Jingdong dong architecture evolution
What is dong Dong? Dongdong is to JINGdong what Wangwang is to Taobao, both of which serve the communication between buyers and sellers. Dongdong was born after JD.com started offering third-party sellers a platform to settle in. Let’s start by looking at what it looked like when it was born.
1.0 born (2010-2011)
The technical architecture implementation of version 1.0 was straightforward and unsophisticated in order to bring the business online quickly. How to be simple and rude? See the architecture diagram below.

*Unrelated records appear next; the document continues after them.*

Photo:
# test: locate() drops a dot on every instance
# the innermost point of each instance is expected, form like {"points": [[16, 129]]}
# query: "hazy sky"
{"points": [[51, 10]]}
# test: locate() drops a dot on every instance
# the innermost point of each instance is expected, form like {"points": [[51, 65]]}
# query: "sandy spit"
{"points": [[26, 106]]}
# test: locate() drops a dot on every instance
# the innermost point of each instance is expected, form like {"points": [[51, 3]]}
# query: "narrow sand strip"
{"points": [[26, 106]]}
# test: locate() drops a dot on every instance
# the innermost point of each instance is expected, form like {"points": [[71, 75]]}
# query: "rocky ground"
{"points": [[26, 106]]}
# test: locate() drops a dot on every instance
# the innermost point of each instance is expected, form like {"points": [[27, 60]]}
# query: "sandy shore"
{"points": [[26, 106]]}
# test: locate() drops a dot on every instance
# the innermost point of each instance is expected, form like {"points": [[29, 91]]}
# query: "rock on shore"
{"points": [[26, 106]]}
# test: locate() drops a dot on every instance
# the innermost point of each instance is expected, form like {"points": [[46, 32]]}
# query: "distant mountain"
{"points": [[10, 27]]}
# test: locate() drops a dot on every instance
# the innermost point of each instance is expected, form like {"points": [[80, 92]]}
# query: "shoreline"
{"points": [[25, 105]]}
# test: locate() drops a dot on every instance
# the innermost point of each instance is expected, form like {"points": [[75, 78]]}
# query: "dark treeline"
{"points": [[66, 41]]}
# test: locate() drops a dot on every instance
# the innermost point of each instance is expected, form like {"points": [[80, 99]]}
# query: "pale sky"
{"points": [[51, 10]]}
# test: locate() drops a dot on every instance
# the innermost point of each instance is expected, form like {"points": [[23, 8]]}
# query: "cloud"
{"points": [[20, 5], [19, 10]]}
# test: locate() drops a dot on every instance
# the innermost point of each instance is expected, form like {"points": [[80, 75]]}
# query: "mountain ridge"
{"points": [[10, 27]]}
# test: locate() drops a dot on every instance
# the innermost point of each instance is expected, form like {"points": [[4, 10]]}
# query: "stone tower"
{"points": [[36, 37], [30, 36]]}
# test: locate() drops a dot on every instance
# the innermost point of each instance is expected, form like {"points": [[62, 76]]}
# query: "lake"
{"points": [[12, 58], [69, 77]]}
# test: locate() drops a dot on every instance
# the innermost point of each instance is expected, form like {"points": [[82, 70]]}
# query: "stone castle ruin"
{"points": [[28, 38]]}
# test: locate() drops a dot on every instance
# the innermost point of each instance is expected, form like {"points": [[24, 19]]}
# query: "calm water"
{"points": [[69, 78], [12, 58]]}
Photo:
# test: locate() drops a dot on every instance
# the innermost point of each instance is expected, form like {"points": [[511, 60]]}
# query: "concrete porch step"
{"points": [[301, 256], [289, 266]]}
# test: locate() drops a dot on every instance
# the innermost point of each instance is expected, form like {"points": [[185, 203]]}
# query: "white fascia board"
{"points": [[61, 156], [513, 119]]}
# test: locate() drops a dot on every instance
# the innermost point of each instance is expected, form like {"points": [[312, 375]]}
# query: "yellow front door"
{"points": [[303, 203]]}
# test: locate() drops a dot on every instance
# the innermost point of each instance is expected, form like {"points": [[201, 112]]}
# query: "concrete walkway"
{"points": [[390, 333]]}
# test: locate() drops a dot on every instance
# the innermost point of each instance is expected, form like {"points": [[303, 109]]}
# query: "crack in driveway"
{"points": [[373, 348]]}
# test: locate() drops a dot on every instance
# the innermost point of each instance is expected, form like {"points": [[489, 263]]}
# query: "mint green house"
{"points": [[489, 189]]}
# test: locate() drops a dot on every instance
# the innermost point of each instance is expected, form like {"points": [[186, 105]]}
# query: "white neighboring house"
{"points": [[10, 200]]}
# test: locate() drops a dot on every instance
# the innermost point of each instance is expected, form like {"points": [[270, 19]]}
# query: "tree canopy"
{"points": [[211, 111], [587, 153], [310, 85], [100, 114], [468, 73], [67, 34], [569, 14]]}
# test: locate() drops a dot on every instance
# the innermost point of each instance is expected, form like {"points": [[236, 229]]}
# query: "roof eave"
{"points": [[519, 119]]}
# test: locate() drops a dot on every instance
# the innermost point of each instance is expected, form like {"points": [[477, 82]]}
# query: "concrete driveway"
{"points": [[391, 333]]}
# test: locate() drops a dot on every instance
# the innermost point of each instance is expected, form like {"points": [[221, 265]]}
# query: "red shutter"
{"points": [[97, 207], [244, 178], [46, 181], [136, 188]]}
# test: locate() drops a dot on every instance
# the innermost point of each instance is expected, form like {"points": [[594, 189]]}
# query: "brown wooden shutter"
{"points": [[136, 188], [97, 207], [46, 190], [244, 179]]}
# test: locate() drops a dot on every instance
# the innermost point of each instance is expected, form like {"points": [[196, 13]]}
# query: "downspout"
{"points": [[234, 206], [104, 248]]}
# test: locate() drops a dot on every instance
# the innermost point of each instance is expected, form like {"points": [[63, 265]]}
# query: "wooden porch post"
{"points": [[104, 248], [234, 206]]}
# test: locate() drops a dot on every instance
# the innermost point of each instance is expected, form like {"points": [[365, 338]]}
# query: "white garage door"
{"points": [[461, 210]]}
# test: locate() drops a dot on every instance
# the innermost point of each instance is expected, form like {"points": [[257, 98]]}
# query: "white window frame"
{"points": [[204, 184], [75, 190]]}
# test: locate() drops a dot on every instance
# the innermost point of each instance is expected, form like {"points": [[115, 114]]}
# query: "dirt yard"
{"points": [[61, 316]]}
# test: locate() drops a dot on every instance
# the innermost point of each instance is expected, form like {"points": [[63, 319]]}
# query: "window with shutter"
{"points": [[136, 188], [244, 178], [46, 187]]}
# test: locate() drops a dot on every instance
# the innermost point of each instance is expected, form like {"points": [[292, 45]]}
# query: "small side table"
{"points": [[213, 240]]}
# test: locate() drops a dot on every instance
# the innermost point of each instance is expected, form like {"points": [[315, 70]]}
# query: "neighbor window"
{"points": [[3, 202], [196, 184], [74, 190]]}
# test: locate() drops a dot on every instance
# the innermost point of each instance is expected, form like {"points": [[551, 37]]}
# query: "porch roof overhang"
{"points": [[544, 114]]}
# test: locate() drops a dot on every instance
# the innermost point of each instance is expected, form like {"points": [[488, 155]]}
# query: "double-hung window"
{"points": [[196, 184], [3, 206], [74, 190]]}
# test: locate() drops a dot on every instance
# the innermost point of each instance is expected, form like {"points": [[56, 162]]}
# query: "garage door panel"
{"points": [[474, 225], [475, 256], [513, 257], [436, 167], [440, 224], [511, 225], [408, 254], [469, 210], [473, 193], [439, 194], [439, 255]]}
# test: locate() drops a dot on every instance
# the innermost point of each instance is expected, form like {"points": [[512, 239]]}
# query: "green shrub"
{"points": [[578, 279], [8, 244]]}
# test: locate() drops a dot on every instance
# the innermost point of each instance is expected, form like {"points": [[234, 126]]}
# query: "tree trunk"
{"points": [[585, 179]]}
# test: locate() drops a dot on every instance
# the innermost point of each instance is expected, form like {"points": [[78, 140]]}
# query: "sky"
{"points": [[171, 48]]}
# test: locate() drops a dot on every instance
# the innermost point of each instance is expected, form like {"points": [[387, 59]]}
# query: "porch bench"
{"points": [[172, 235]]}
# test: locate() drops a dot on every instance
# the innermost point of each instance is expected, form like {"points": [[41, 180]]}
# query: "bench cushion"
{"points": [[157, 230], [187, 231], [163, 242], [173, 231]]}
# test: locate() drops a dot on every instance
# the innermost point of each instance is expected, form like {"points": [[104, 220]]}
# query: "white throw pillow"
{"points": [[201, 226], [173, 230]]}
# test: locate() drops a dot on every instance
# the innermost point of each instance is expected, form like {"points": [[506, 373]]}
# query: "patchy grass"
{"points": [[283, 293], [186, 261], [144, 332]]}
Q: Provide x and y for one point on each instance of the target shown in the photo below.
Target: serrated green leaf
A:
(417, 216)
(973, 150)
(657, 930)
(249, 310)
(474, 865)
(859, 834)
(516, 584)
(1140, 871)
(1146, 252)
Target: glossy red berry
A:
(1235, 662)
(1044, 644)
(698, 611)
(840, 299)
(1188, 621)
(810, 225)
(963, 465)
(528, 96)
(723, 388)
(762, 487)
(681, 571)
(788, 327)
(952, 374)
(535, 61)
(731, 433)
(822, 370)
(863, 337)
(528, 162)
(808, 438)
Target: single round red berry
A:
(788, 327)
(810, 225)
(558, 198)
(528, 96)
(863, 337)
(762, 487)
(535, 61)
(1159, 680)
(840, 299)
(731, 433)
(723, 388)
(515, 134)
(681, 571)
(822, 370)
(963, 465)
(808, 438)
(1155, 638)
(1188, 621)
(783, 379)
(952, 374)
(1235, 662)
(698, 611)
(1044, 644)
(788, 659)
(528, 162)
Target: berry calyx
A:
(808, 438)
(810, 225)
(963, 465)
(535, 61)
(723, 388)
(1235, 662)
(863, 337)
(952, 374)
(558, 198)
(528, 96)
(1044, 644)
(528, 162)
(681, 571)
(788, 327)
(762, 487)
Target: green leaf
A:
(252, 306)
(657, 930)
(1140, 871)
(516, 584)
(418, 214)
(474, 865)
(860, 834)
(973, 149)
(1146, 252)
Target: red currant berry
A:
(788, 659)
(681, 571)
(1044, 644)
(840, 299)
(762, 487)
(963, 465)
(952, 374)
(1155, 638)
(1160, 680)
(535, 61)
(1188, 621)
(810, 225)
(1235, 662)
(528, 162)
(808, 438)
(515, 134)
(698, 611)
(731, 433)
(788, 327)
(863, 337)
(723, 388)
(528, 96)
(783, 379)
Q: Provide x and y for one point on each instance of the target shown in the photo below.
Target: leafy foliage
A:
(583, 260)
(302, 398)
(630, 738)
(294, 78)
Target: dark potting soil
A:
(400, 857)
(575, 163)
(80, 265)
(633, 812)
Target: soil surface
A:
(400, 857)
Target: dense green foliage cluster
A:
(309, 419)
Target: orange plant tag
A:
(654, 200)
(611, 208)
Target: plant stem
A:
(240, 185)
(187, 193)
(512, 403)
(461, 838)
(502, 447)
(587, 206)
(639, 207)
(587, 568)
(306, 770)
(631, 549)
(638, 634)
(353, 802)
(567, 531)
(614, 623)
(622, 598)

The functionality of JD Architecture Path 1.0 is very simple, realizing the basic functions of an IM, access, message exchange and status. In addition, there are customer service functions, that is, customer access consulting customer service allocation, according to the polling way to assign customers to the online customer service reception. The open source Mina framework is used to implement TCP long connection access and Tomcat Comet mechanism is used to implement HTTP long polling service. The realization of message delivery is that the message sent at one end is temporarily stored in Redis, and the production and consumption model pulled at the other end.
The approach of this model results in the need to poll Redis for associated session messages that belong to its own connections in a high frequency manner. The model is simple, and simple means multiple things: simple to understand; Simple to develop; It is also simple to deploy. Only one Tomcat application depends on a shared Redis, which simply realizes the core business functions and supports the fast online business.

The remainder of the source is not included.